A tout moment on peut être victime d’un accident. En moyenne, les accidents de circulation tuent 1.35 millions de personnes par an. La loi N°41/2001 sus évoquée régit l’indemnisation des dommages corporels causés par des véhicules automoteurs, autrement dit les conditions pour pouvoir bénéficier d’une indemnisation ou droit à l’indemnisation, les préjudices indemnisables et plus intéressant les bases d’évaluation de l’indemnisation.
L’article 4 prévoit que : « Lorsque le dommage a causé une incapacité temporaire de travail entraînant une perte totale ou partielle de salaire, traitement ou revenu professionnel, la victime a droit à une indemnité compensatoire décomptée à partir du quatrième jour de l’arrêt du travail jusqu’à la date de consolidation de son état… …Le revenu à prendre en considération pour l’évaluation de cette indemnité est, pour les victimes salariées, leur rémunération actée par tous documents probants ainsi que des revenus extra salariaux dont la victime a apporté des preuves.
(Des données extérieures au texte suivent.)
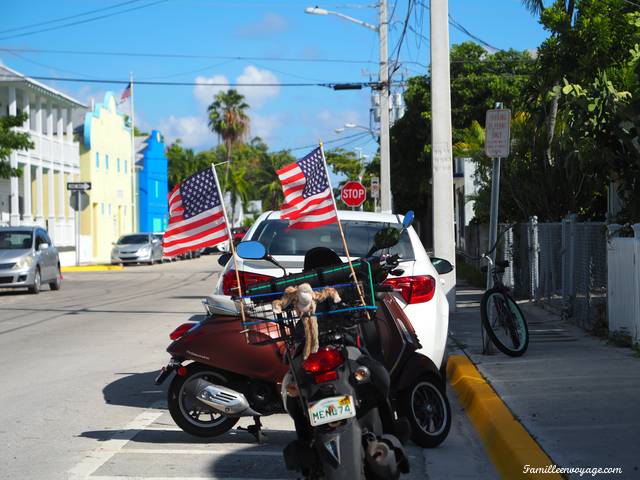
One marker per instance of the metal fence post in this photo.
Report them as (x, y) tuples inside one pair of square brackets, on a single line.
[(534, 258), (636, 232)]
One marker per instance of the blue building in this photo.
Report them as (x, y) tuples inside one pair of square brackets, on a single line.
[(152, 166)]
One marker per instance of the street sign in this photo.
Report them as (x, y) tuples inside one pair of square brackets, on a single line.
[(497, 133), (375, 187), (353, 193), (78, 186)]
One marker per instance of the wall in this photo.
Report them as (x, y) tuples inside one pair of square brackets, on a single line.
[(152, 184), (110, 211)]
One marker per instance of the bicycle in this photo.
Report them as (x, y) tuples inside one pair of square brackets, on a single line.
[(501, 316)]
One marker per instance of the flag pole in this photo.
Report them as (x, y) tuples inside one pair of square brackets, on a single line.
[(344, 240), (231, 245), (133, 160)]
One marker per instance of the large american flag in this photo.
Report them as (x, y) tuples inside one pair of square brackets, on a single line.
[(307, 194), (196, 215)]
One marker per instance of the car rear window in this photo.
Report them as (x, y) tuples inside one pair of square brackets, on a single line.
[(15, 240), (133, 239), (281, 240)]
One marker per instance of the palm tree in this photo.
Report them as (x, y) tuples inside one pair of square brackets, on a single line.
[(229, 119)]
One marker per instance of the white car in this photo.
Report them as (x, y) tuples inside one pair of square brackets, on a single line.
[(422, 294)]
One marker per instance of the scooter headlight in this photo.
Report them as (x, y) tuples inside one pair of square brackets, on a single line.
[(362, 374)]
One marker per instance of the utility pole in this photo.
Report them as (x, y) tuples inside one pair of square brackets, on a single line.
[(385, 161), (443, 216)]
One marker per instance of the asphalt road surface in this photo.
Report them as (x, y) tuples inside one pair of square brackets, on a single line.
[(78, 400)]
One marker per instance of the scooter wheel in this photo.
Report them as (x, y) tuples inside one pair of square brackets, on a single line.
[(426, 407), (190, 414)]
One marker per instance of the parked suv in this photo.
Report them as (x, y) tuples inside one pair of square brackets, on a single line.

Les personnes exerçant une profession indépendante doivent produire les éléments probants établissant le montant de leur revenu des 12 mois qui ont précédé l’accident. Lorsque la victime de l’accident n’a pas travaillé pendant 12 mois, le revenu est évalué par rapport à celui qu’il aurait réalisé à la fin de ces 12 mois.
A défaut, mais à condition que le statut professionnel de la victime soit dûment établi, l’indemnité est évaluée par rapport à la rémunération brute d’une personne exerçant une profession similaire ou voisine à titre de salarié.
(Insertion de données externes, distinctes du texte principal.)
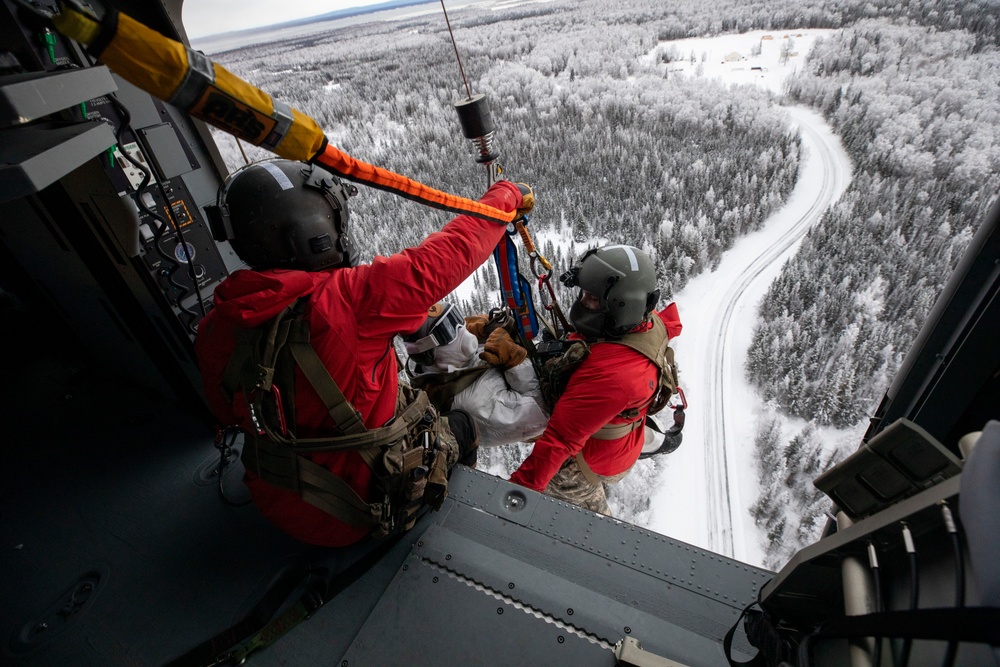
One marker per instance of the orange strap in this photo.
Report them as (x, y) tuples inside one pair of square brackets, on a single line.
[(186, 78), (341, 163)]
Au cas où la victime ne rapporte pas la preuve de son statut professionnel, l’indemnité est évaluée par rapport au salaire annuel garanti conformément à la législation des indices économiques d’actualisation des produits de première nécessité.
Dans tous les cas, la rémunération réelle annuelle prise en considération ne peut excéder au total trente fois le salaire net annuel minimum, après impôts ».
On note que l’indemnité compensatoire prévue dans cet article est basée sur la preuve d’un revenu. Il faut rapporter la preuve d’un salaire, d’un revenu ou rémunération quelconque, ou au moins d’un statut professionnel. le législateur rwandais semble ne pas avoir pris en compte le fait que certains individus bien que n’étant pas salariés ou n’appartenant à aucune des catégories professionnelles référencées.
Avec l’avènement des NTIC ses activités génératrices de revenus en ligne et autres moyens de « gagner sa vie », difficile pour certains d’apporter la preuve de leurs revenus selon le schéma classique, bien qu’ils en aient.
A titre d’exemple beaucoup d’individus se font de l’argent grâce aux marchés boursiers, et de plus en plus avec les crypto monnaies. Or, difficile de prouver ce genre de rentrées financières aléatoires. Pis encore si l’individu venaient à décéder, il serait encore plus difficile de prouver ce genre de revenus qui pourtant existent et sont basés sur l’anonymat.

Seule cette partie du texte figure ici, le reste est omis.